Desert Hearts bookended the Basement stage’s itinerary with a diverse blend of house, techno and wildly divergent samplings throughout their intermittent tenures. From 7:00-9:00, the cabal of performers heightened attendees’ energy for the tribal stylings of South American luminary Nicola Cruz, the eldritch techno of the quickly ascending German bellwether &ME, and dutifully-woven, electro-infused offerings from legendary British duo Simian Mobile Disco. From 1:00-4:00, Desert Hearts returned to their post, allowing underground carousers to continue the Basement’s bacchanalia well into the wee hours of 2017.
Minimal Effort’s main attraction for the evening was, of course, the Theater stage, which allowed attendees the rare opportunity to see icons of techno’s underground in a full-fledged concert setting. As the bulk of attendees filed into the venue in the hours leading up to the ball drop, Human Resources (Bitar’s own duo with Ahmed Elwan) and Francesca Lombardo took center stage. Lombardo would reprise this role the following day, presiding as the headliner for Minimal Effort’s New Year’s Day recovery event, to which concertgoers were given complimentary access.
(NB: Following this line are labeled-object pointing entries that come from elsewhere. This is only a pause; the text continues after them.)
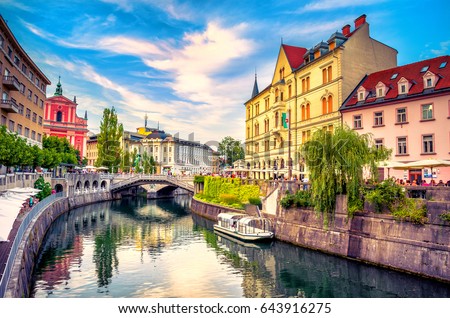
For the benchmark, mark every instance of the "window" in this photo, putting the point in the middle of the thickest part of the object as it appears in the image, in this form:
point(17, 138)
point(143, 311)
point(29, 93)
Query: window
point(401, 115)
point(59, 116)
point(378, 119)
point(403, 89)
point(401, 146)
point(427, 144)
point(378, 143)
point(427, 112)
point(357, 121)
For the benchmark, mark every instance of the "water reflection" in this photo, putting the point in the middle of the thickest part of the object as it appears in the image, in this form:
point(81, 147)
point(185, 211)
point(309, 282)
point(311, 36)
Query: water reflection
point(140, 248)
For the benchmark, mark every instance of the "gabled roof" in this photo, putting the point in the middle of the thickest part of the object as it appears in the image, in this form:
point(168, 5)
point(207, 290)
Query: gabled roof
point(294, 55)
point(412, 72)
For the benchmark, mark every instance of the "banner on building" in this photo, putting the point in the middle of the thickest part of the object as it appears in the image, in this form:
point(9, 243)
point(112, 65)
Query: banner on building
point(285, 119)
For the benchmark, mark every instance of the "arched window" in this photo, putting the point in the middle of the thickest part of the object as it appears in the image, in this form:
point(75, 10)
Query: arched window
point(324, 106)
point(330, 104)
point(59, 116)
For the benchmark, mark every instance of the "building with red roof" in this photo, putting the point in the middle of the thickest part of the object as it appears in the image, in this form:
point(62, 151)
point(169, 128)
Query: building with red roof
point(406, 109)
point(307, 88)
point(61, 120)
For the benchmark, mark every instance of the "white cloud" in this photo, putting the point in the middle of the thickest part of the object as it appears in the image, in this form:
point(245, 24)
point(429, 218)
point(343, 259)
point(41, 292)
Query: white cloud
point(323, 5)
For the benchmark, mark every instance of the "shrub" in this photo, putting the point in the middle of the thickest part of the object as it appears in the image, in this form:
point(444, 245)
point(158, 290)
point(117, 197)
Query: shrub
point(386, 196)
point(228, 199)
point(255, 201)
point(445, 216)
point(413, 210)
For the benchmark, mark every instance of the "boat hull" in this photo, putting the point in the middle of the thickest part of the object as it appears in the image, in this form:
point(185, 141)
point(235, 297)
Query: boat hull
point(261, 236)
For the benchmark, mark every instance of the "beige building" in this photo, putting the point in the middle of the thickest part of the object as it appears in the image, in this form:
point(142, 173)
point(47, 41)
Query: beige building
point(23, 89)
point(307, 89)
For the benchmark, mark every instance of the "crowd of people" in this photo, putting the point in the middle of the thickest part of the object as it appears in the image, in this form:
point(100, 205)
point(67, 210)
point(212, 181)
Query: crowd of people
point(422, 183)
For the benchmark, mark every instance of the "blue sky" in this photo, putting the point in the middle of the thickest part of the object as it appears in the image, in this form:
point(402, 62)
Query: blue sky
point(190, 65)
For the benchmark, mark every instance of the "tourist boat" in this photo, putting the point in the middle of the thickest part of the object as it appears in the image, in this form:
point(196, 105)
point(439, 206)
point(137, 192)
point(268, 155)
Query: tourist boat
point(243, 226)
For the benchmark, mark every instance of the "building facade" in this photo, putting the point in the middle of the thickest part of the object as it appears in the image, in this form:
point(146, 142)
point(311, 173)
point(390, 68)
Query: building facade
point(307, 89)
point(61, 120)
point(91, 150)
point(406, 109)
point(23, 89)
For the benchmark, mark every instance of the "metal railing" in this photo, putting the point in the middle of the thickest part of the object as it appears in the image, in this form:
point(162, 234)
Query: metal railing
point(35, 211)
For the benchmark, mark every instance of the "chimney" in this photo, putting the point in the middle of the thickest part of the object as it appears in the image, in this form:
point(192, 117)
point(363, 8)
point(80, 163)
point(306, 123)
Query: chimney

Audion. Image by Chris Soltis.
The sacred responsibility of ushering in the new year was bestowed upon Audion, the experimental techno alias of veteran DJ Matthew Dear. Indeed, no performer on the festival’s bill could have proved to be more fitting than Dear for two reasons. Firstly, Audion’s electrifying brand of techno matched the raucous energy of the NYE countdown far better than the more somber tones of his successors would have. Secondly, there is an ephemeral, perhaps epochal nature to any Audion set; Alpha, Dear’s 2016 album under his alter-ego, came after a decade-long hiatus from the Audion project. Among the crowd, there was a tacit appreciation for the ability to catch the Texan techno maverick in 2017, as it may be quite some time before the opportunity re-emerges.
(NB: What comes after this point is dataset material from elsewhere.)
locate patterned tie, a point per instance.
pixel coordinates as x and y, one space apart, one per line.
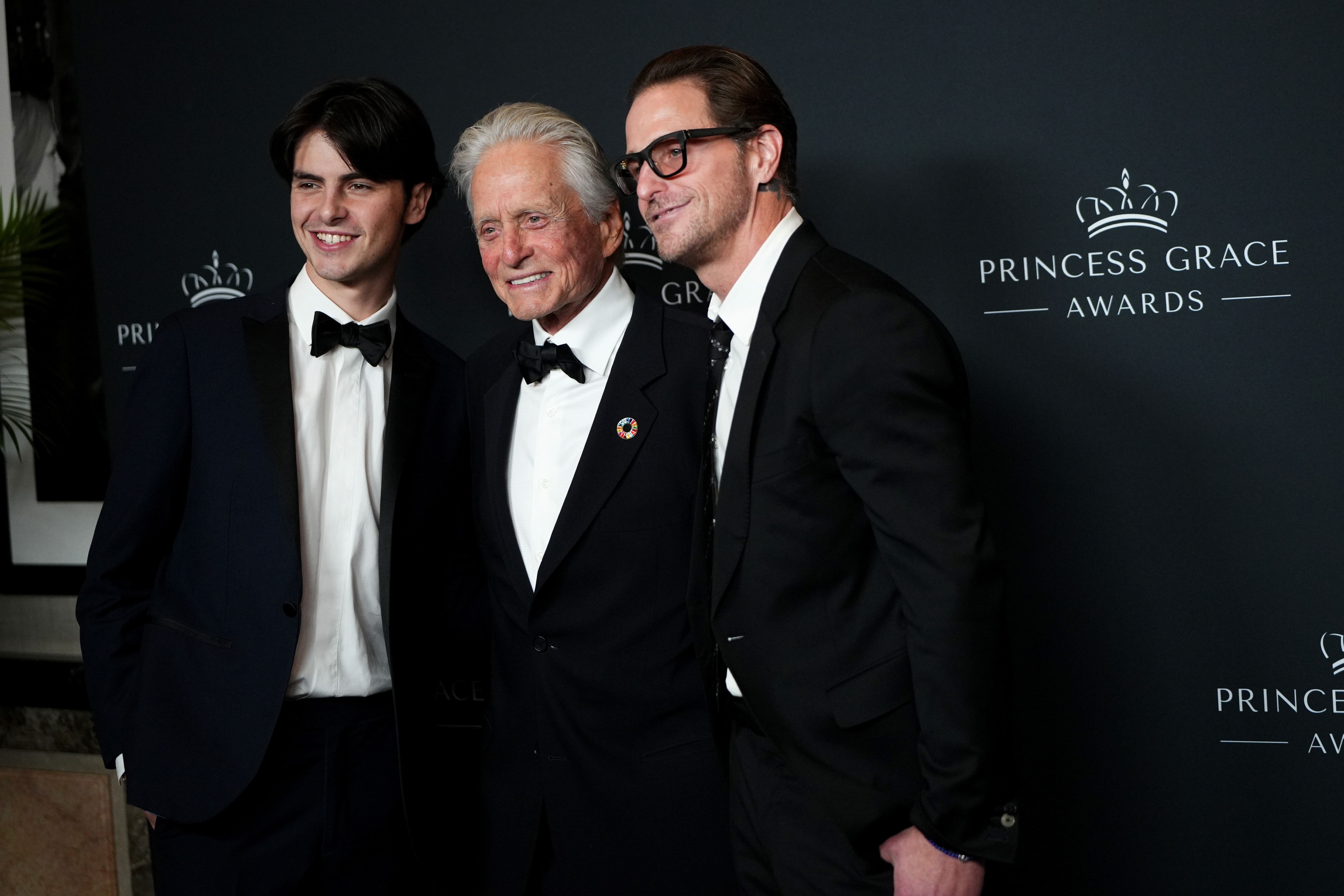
721 342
Recondite provided the Theater stage’s first set of 2017, and likely, the event’s most-anticipated. In November, the German producer purveyed an EMOTY-nominated Essential Mix consisting entirely of his own music, cementing his status as one of the year’s most fervently-acclaimed techno artists. Amid the uninitiated, Lorenz Brunner’s primely-slotted set invoked a palpable sense of wonderment regarding how he would translate the essence of his definitive BBC Radio 1 set into a live context. Indeed, Recondite did not disappoint, as he transported his audience into an abyss of ominous, cerebral, and deeply mesmerizing techno. Arguably one of the night’s most scintillating moments revealed itself in the climax of Brunner’s “Warg,” as the crash of its inaugural snare pervaded throughout the venue in a cold, sonic eruption that would not leave spectators’ spines until the next day’s hangovers arrived.
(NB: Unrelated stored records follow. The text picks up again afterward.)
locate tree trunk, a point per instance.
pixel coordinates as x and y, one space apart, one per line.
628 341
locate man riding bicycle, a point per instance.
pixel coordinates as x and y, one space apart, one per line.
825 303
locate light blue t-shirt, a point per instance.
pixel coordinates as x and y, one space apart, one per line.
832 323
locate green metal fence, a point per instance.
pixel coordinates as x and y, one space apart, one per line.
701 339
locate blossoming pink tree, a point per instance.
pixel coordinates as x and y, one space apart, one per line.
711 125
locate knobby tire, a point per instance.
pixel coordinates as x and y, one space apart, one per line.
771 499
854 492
Stephan Bodzin. Image by Chris Soltis.
If Recondite was Minimal Effort’s darkest act, then Stephan Bodzin was the festival’s albatross – guiding wayward listeners back into the light with his utterly transcendental instrumentations. Yet, this light would prove to be beguiling, as Bodzin plunged into more sinister realms. Evoking the essence of Mercury, Bodzin’s minimal, yet shimmering visual backdrop set an awe-inspiring stage for the legendary techno pioneer’s auditory journey. Standing solemnly behind a Moog synthesizer, Bodzin traversed a wide range of emotions and sensibilities, never pigeonholing his performance to one reductive essence.
Minimal Effort’s attendees concluded their night at the Theater stage with the psychedelic visuals and celestial stylings of the Henry Saiz Live Band. Providing the most ethereal set of the night, the outfit’s live instrumentations displayed a different facet to the techno festival, and offered a hope-inspiring transition out of the festival and into the new year.
At the end of the 12-hour dance marathon, it was clear that techno is continuing to become a much larger force in the Los Angeles club scene, and Minimal Effort is going to be a large part of this ascension.